From db1b9fd75a2056c7feeadaa08c46135013a35afc Mon Sep 17 00:00:00 2001
From: Daniel Thom <daniel.thom@nrel.gov>
Date: Fri, 30 Jan 2026 09:37:43 -0700
Subject: [PATCH 1/4] Fix show data-table command

The CLI command stride data-tables show was not filtering the table for
the project's country.
---
 src/stride/project.py | 22 ++++++++++++++++++----
 tests/test_project.py | 19 +++++++++++++++++++
 2 files changed, 37 insertions(+), 4 deletions(-)

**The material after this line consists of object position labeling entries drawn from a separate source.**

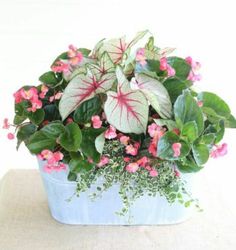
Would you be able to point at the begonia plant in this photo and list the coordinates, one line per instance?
(125, 112)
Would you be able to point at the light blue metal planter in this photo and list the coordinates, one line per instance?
(82, 211)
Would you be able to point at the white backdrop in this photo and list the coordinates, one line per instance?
(32, 33)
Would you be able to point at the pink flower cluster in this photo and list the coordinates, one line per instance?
(164, 66)
(75, 57)
(140, 57)
(7, 125)
(53, 160)
(176, 147)
(195, 66)
(144, 163)
(155, 132)
(30, 95)
(219, 150)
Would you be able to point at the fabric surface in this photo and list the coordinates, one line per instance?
(25, 223)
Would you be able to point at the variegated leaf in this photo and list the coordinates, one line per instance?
(82, 88)
(126, 109)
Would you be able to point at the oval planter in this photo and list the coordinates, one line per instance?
(67, 208)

diff --git a/src/stride/project.py b/src/stride/project.py
index e927b29..f8525e4 100644
--- a/src/stride/project.py
+++ b/src/stride/project.py
@@ -651,16 +651,30 @@ def get_energy_projection(self, scenario: str | None = None) -> DuckDBPyRelation
         )
 
     def show_data_table(self, scenario: str, data_table_id: str, limit: int = 20) -> None:
-        """Print a limited number of rows of the data table to the console."""
+        """Print a limited number of rows of the data table to the console.
+
+        Data is filtered by the project's country if the table has a geography column.
+        """
         table = make_dsgrid_data_table_name(scenario, data_table_id)
-        self._show_table(table, limit=limit)
+        self._show_table(table, limit=limit, filter_by_country=True)
 
-    def _show_table(self, table: str, limit: int = 20) -> None:
-        rel = self._con.sql(f"SELECT * FROM {table} LIMIT ?", params=(limit,))
+    def _show_table(self, table: str, limit: int = 20, filter_by_country: bool = False) -> None:
+        if filter_by_country and self._table_has_geography_column(table):
+            rel = self._con.sql(
+                f"SELECT * FROM {table} WHERE geography = ? LIMIT ?",
+                params=(self._config.country, limit),
+            )
+        else:
+            rel = self._con.sql(f"SELECT * FROM {table} LIMIT ?", params=(limit,))
         # DuckDB doesn't seem to provide a way to change the number of rows displayed.
         # If this is an issue, we could redirect to Pandas and customize the output.
         print(rel)
 
+    def _table_has_geography_column(self, table: str) -> bool:
+        """Check if a table has a geography column."""
+        columns = [x[0] for x in self._con.sql(f"DESCRIBE {table}").fetchall()]
+        return "geography" in columns
+
     def get_table_overrides(self) -> dict[str, list[str]]:
         """Return a dictionary of tables being overridden for each scenario."""
         overrides: dict[str, list[str]] = defaultdict(list)
diff --git a/tests/test_project.py b/tests/test_project.py
index 47fc3c7..b2b9626 100644
--- a/tests/test_project.py
+++ b/tests/test_project.py
@@ -49,6 +49,25 @@ def test_show_data_table(default_project: Project) -> None:
         assert result.exit_code == 0
 
 
+def test_show_data_table_filters_by_country(default_project: Project) -> None:
+    """Test that data-tables show filters by the project's country.
+
+    The test project uses country_1, so gdp data should only show country_1,
+    not country_2 (which also exists in the global-test dataset).
+    """
+    project = default_project
+    runner = CliRunner()
+    # The test project is configured for country_1
+    assert project.config.country == "country_1"
+    # Show gdp data - should only show country_1 data
+    result = runner.invoke(cli, ["data-tables", "show", str(project.path), "gdp", "-l", "100"])
+    assert result.exit_code == 0
+    # country_1 should appear in the output (it's the project's country)
+    assert "country_1" in result.stdout
+    # country_2 should NOT appear - the data should be filtered by project country
+    assert "country_2" not in result.stdout
+
+
 def test_show_calculated_table(default_project: Project) -> None:
     project = default_project
     runner = CliRunner()

From 572fa53b837aa8c2555aa192265c3091a7949717 Mon Sep 17 00:00:00 2001
From: Daniel Thom <daniel.thom@nrel.gov>
Date: Fri, 30 Jan 2026 12:31:34 -0700
Subject: [PATCH 2/4] Filter correct years

---
 src/stride/project.py | 53 ++++++++++++++++++++++++++++++++-----------
 tests/test_project.py | 46 ++++++++++++++++++++++++++++++-------
 2 files changed, 78 insertions(+), 21 deletions(-)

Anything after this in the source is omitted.